Okul sisteminin özü ve biçimlenişine sınırlı da olsa ulaşılmıştır. Eğer biz, günümüzde bir kurum olarak bunu gerçekleştirebilmiş ve bu seviyeye getirebilmişsek; görevimiz, artık bunu ülkede açılan kurtuluş üslerimizde daha yaygın bir sisteme dönüştürmektir. Şimdi, artık bu sistemi, olduğu gibi, düşmanın kolay kolay nüfuz edemeyeceği yeraltı üslerimizden tutalım, kentler ve köylerimizdeki gizli yeraltı sığınaklarımıza kadar her yere taşırma; burada onlarca, hatta yüzlerce kişiyi kısa ve uzun devreler halinde eğitime ve böylelikle devrim ordusunu oluşturma görevimiz vardır. Ve bu görev, ülke somutunda sınırlı bir gerçekleştirilmeye ulaştığında göreceğiz ki, bu durumun karşısında hiçbir düşman gücü dayanamaz. Yine göreceğiz ki, halkın kendi temel öz eğitim kurumlarında sınırlı bir eğitimi gerçekleştiğinde bile onun ne denli yeteneklere sahip olduğunu, örgütlendiğinde ne yaman hale geldiğini, baş edilmez sanılan düşmanın nasıl çürük ve kağıttan kaplan olduğunu açığa çıkacaktır.

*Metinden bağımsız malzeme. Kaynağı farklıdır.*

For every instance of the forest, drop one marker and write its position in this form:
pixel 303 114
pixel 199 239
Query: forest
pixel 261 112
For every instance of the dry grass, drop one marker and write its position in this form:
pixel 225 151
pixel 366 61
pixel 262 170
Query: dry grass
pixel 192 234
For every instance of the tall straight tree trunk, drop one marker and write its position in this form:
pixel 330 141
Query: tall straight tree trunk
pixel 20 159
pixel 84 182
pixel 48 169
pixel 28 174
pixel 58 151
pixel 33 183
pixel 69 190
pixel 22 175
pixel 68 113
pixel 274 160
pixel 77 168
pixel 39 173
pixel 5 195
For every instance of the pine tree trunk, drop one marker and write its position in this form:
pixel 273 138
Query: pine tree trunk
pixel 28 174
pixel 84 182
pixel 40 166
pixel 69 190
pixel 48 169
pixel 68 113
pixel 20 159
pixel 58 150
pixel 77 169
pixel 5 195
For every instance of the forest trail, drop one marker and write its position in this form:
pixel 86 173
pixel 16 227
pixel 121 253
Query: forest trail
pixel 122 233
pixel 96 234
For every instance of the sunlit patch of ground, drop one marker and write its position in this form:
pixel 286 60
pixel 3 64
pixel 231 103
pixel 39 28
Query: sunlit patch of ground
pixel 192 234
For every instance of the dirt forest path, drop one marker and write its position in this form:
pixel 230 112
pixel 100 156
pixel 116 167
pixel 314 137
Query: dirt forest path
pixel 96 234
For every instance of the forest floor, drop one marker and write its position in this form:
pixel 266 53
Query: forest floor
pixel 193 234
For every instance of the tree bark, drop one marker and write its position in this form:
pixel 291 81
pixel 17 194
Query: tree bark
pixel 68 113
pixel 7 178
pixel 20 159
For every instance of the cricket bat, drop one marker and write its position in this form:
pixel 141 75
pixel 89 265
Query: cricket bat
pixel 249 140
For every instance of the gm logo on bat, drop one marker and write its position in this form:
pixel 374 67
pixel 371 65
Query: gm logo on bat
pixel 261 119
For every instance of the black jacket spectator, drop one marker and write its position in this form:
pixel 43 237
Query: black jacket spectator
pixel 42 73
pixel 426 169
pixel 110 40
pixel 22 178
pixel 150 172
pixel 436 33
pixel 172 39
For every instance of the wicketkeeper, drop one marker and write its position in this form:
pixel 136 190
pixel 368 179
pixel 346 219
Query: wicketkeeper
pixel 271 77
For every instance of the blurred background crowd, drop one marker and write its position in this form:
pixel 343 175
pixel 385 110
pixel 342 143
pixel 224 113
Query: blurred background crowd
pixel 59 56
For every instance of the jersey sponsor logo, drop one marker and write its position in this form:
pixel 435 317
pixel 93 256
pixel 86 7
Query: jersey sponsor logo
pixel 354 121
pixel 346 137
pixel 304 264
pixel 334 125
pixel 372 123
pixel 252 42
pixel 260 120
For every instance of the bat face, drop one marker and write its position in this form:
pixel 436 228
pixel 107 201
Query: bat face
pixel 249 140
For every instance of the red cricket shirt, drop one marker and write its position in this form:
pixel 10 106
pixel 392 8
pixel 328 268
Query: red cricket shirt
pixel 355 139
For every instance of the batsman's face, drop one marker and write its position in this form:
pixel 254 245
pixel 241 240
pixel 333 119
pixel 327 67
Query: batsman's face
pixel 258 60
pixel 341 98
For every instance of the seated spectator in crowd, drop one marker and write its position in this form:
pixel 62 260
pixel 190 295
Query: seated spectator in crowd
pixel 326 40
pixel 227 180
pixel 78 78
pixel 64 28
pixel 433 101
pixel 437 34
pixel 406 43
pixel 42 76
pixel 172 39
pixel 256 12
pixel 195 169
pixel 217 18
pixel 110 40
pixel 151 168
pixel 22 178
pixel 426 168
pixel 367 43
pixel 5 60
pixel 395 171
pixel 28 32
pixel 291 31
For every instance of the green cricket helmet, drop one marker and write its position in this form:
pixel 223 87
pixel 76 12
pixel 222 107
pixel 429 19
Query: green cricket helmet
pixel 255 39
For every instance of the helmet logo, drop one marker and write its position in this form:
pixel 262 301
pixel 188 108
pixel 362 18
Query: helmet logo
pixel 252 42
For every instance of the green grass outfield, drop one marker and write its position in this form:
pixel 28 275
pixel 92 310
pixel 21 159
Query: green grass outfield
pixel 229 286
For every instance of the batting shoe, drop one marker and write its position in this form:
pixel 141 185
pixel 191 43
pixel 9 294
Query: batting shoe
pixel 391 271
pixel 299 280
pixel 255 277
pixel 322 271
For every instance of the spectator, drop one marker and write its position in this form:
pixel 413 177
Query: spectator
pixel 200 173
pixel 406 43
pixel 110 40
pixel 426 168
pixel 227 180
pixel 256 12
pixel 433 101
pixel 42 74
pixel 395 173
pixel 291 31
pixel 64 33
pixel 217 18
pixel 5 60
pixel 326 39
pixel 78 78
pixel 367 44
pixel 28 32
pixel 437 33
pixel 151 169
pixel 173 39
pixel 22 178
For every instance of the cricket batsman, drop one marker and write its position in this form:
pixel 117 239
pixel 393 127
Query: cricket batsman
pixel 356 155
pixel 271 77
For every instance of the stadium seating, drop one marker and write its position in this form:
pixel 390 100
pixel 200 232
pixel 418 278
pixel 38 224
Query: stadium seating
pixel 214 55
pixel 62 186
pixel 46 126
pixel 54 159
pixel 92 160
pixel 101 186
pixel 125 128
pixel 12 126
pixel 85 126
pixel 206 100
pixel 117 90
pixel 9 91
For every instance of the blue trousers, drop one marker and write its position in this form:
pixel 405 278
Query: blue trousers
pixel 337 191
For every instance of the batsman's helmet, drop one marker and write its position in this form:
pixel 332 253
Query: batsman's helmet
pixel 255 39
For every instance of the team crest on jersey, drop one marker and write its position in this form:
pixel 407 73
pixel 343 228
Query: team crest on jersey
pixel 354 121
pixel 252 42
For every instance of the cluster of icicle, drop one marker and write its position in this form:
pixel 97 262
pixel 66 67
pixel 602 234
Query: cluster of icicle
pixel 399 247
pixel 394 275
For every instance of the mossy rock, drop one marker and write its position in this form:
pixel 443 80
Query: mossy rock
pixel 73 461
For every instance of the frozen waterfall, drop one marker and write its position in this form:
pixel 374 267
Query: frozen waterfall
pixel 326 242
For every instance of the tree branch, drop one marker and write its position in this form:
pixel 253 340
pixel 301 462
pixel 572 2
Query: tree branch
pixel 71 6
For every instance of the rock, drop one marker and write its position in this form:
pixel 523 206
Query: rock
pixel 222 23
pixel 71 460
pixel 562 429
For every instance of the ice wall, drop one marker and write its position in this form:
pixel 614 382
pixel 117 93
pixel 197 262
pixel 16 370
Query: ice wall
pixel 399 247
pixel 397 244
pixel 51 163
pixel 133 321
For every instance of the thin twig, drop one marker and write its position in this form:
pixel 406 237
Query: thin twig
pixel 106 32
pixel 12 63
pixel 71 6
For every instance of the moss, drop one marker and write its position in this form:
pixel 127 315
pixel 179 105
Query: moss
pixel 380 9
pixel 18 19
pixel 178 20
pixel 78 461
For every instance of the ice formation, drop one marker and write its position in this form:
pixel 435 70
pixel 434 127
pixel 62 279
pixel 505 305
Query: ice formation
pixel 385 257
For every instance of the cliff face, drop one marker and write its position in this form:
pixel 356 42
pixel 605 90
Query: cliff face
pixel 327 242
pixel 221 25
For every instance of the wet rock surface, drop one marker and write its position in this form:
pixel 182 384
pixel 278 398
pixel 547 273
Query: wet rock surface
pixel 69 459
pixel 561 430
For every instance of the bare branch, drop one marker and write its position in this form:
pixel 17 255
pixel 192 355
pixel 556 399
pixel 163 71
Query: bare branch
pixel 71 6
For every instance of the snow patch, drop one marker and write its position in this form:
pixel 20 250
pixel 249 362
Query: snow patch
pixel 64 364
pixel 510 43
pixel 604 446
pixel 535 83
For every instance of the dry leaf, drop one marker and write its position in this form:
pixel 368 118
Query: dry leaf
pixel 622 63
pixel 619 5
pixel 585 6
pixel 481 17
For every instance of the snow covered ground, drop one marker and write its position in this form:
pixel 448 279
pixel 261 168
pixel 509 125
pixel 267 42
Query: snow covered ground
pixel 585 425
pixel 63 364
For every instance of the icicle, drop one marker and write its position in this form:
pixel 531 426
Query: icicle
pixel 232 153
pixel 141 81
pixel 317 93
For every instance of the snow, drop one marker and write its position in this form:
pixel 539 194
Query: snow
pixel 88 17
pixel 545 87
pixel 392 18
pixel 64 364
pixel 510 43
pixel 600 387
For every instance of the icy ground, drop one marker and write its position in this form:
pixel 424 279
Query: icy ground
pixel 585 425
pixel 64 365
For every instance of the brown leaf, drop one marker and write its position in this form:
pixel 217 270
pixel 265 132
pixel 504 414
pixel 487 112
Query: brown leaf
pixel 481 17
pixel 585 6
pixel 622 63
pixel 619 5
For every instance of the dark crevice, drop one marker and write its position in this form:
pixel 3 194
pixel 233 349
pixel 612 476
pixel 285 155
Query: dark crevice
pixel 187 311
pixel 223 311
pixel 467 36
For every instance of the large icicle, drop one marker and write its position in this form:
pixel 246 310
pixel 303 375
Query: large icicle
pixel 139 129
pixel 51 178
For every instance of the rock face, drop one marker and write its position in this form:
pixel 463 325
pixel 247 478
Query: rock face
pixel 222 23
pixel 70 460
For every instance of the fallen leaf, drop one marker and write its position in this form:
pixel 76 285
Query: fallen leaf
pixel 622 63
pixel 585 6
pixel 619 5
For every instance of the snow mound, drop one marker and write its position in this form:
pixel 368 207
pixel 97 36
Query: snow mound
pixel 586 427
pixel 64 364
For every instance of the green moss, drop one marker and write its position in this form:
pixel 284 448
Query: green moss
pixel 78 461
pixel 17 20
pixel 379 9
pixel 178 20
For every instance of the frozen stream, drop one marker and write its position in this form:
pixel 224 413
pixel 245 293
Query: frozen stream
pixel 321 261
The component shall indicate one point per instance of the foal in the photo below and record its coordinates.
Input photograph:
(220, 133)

O halde biz, düşmanın güçlülüğünü ve zorluklarımızın çokluğunu konuşmaktan ziyade, halkımızı bu temel eğitim ve öğretim kurumları içinde birleştirelim; bu konudaki görevlerimizi yerine getirelim; o zaman güçlü olan ve kolay olanın ne olduğunu görelim ve söyleyelim. Bu konudaki görevlerimizi yerine getirmeden sıradan eğitim ve örgütlenme görevlerimizi başarmadan, ne düşman hakkında hüküm biçelim, ne de zorluklarımız hakkında boş laf edelim. Herkes bugün bu görevleri yapacak güçtedir. Şimdi bu kurumda küçümsenemeyecek kadar arkadaş bulunuyor. Eğer bu devreden çıkan her birimiz kendimizi yoğunlaştırırsak, bu okuldaki kadar başarılı eğitim veren kurumların kuruluşlarına öncülük edebiliriz. Bunların çoğunu yönetebiliriz ve yüzlerce devrimciyi çıkarabiliriz. Bizde bu kanıtlanmıştır. Kanıtlanan gerçeğin benzerlerinin daha da güçlü bir biçimde halkımızın saflarında oluşturabiliriz. Bu görevlerimizi başardığımızda göreceğiz ki, gerçekten halkımız bağrında büyük bir yetenekler taşımaktadır. Ülkemiz muazzam bir okul sistemine olanak verecek düzeyde elverişlidir.
O çok güçlü görünen; daha düne kadar bir öcü gibi karşımızda dikilen ve tabu gibi üzerimizde etkisini sürdüren düşman kuruluşlarının, gerçekte en kof kuruluşlar olduğunu o zaman göreceğiz. Özellikle de onun Kürdistan’daki kuruluşlarının çoğunun, bir tekme ile devrilecek kadar kof olduğunu göreceğiz. Orada üretilenin, eğitilenin ve şekillendirilenin ne kadar yaramaz, tehlikeli ve derhal tasfiye edilmesi gerektiğini göreceğiz. Bununla birlikte yine öz çıkarlar temelinde sınırlı da olsa sağlanan bir halk eğitim seferberliğinin ve hareketliliğinin neye kadir olduğunu; bir yürüyüşe geçildiğinde neleri, nasıl silip süpüreceğini ve kendisi için neleri, nasıl yaratacağını açıkça göreceğiz. O halde, bu soylu görevleri gerçekleştirmek için, burada alınan eğitimin özüne sadık bir biçimde bunu yaygınlaştırmak ve milyonlara maletmek için elden gelen vazgeçilmez bir görev olarak yerine getirilmelidir. Sizler bu temelde önemli bir şansa kavuşmuş durumdasınız. Eğitime bu bakış açısıyla yaklaşacaksınız. Yüksek bir sorumuluk duygusuyla ister ülke içinde, ister dışında her çalışmayı rahatlıkla başarabilecek durumdasınız. Yeterki halkın, Partinin bu önemli ihtiyaçlarına gelişen bir görev ve disiplin anlayışıyla yaklaşın. Gerisi kendiliğinden ortaya çıkacaktır. Zaten zorluklar çekilmiştir, Partimizin sınırlı olanaklarından en çok istifade edilmiştir. Bunun temelinde de şehitlerin kanı vardır. Onlara layık olmanın nasıl vazgeçilmez bir borç olduğunu bilerek görevlere dört elle sarılacak ve bunu başaracaksınız.